Re: Enabling stress detection by default

2009-02-07 Thread Wietse Venema
Daniel V. Reinhardt:
 ---Could there be a notification alert be sent via SMS or another
 means to the administrator of the post server in question, stating
 something is wrong with the server?

This could be implemented by configuring a logfile monitoring
program (swatch, logsurfer, etc.) to send notifications when it
sees logging with the following format:

smtpd[%d]: warning: service %s (%s) has reached its process limit %d: new 
clients may experience noticeable delays

Wietse


Re: Enabling stress detection by default

2009-02-07 Thread Noel Jones

Daniel V. Reinhardt wrote:


---Could there be a notification alert be sent via SMS or another means 
to the administrator of the post server in question, stating something 
is wrong with the server?




The discussion is about proposed default postfix behavior, so 
no, out of band notifications cannot be a default.


The default behavior of postfix is to put scary sounding 
entries in the system log when something goes wrong.  It's up 
to the admin to review the logs and/or configure third-party 
system monitor software to watch for interesting events.



--
Noel Jones


Enabling stress detection by default

2009-02-06 Thread Wietse Venema
With Postfix 2.5 I introdoced stress-dependent behavior in the SMTP
server, but this was left turned off by default.

I'm thinking of turning on some stress-dependent behavior by default
in Postfix 2.6, to make Postfix look better in stupid benchmarks
(just like in_flow_delay and smtpd_client_connection_count_limit).

While I am reluctant to make the default SMTP server timeouts
drastically shorter, I am inclined to ship Postfix 2.6 with settings
that will be relatively safe under conditions of overload.

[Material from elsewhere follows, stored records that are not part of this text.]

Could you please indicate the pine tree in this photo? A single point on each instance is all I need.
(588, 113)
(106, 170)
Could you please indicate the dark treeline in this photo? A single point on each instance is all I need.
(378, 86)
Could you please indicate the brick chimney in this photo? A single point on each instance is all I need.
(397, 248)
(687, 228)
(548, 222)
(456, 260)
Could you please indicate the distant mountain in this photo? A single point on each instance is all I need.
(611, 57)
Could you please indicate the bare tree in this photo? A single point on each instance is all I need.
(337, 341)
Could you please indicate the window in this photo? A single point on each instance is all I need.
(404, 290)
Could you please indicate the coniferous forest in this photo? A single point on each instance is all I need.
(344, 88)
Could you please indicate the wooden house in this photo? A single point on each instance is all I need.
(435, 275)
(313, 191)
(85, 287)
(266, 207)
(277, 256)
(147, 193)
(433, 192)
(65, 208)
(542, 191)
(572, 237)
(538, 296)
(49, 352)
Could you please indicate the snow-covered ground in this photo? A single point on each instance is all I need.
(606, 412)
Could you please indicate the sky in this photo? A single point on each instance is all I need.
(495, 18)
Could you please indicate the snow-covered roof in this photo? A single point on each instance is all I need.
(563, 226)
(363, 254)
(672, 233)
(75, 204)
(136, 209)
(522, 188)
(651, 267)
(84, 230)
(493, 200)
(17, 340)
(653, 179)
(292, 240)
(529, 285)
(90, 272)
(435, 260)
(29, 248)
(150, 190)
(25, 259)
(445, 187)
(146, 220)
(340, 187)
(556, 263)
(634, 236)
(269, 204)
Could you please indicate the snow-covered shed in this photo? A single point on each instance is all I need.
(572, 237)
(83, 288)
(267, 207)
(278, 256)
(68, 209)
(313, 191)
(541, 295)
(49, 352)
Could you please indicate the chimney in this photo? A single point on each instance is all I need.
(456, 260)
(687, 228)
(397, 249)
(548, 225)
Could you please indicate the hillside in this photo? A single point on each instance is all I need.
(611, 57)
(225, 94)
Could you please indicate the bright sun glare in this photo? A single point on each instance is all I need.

Something that will drastically cut the time per session:

smtpd_timeout = ${stress?10s}${stress:300s}
smtpd_hard_error_limit = ${stress?2}${stress:20}

This would affect clients that cannot send SMTP commands within
10s from each other (i.e. round-trip time 5s) or cannot send blocks
of message content within 10s from each other (i.e. an effective
bit rate of  1500 bits/second).

Keep in mind that we're doing this only when the server is saturated.
By not receiving very slow mail, we create more opportunities to
receive other mail that arrives in less time. This assumes that
the condition is temporary, and that some bit rates will stay above
1500 bps.

Another issue is smtpd_timeout granularity. Currently it is the
same for all SMTP commands, but some suggested it makes sense to
distinguish between some of the SMTP stages.

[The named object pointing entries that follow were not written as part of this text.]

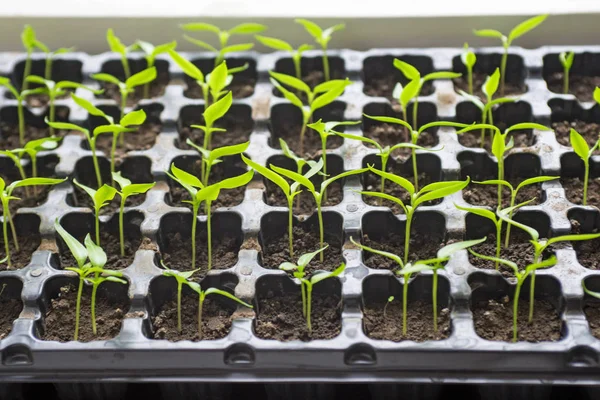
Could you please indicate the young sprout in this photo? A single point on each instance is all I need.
(6, 195)
(322, 38)
(128, 86)
(566, 59)
(515, 33)
(223, 35)
(417, 82)
(151, 52)
(433, 191)
(469, 59)
(306, 285)
(127, 189)
(322, 95)
(100, 198)
(56, 89)
(117, 46)
(581, 148)
(521, 275)
(282, 45)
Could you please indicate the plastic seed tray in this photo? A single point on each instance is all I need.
(260, 115)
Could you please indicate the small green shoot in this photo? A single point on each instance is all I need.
(515, 33)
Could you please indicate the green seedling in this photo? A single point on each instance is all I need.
(430, 192)
(202, 193)
(317, 194)
(126, 88)
(100, 198)
(127, 189)
(92, 272)
(319, 97)
(306, 285)
(117, 46)
(515, 33)
(278, 44)
(56, 89)
(414, 137)
(566, 59)
(413, 89)
(150, 53)
(581, 148)
(521, 275)
(322, 38)
(6, 195)
(540, 245)
(468, 59)
(224, 36)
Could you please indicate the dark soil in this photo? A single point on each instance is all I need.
(177, 252)
(216, 320)
(277, 251)
(422, 247)
(60, 318)
(419, 322)
(574, 190)
(479, 78)
(589, 130)
(111, 245)
(280, 317)
(493, 321)
(487, 195)
(579, 85)
(27, 245)
(11, 309)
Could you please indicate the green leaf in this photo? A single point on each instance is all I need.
(410, 72)
(450, 249)
(247, 29)
(141, 78)
(96, 254)
(77, 249)
(274, 43)
(305, 259)
(525, 27)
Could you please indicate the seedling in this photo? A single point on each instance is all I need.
(306, 285)
(224, 36)
(6, 195)
(581, 148)
(100, 198)
(282, 45)
(521, 275)
(151, 52)
(126, 88)
(515, 33)
(416, 84)
(117, 46)
(322, 95)
(433, 191)
(92, 272)
(322, 37)
(127, 189)
(202, 193)
(56, 89)
(566, 59)
(469, 59)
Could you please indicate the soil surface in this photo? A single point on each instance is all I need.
(19, 259)
(60, 318)
(280, 317)
(277, 251)
(419, 322)
(579, 85)
(422, 247)
(216, 320)
(493, 321)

Suppose we have two settings, one for the DATA stage where we have
valid recipients, and one for the non-DATA stages.

Then, the default settings would look like this:

smtpd_timeout = ${stress?10s}${stress:300s}
smtpd_data_timeout = $smtpd_timeout
$smtpd_non_data_timeout = $smtpd_timeout
smtpd_hard_error_limit = ${stress?1}${stress:20}

I would not make different stress dependencies for _data_timeout
and _non_data_timeout, but people would be welcome to use the extra
rope and shoot themselves into the foot.

Wietse


Re: Enabling stress detection by default

2009-02-06 Thread Victor Duchovni
On Fri, Feb 06, 2009 at 01:37:41PM -0500, Wietse Venema wrote:

 smtpd_timeout = ${stress?10s}${stress:300s}
 smtpd_hard_error_limit = ${stress?2}${stress:20}

I guess disabling reverse DNS lookups under stress is too drastic. It
would certainly not help folks with reject_unknown_client, even if
implemented correctly as a transient (due to stress) lookup failure.

 Another issue is smtpd_timeout granularity. Currently it is the
 same for all SMTP commands, but some suggested it makes sense to
 distinguish between some of the SMTP stages.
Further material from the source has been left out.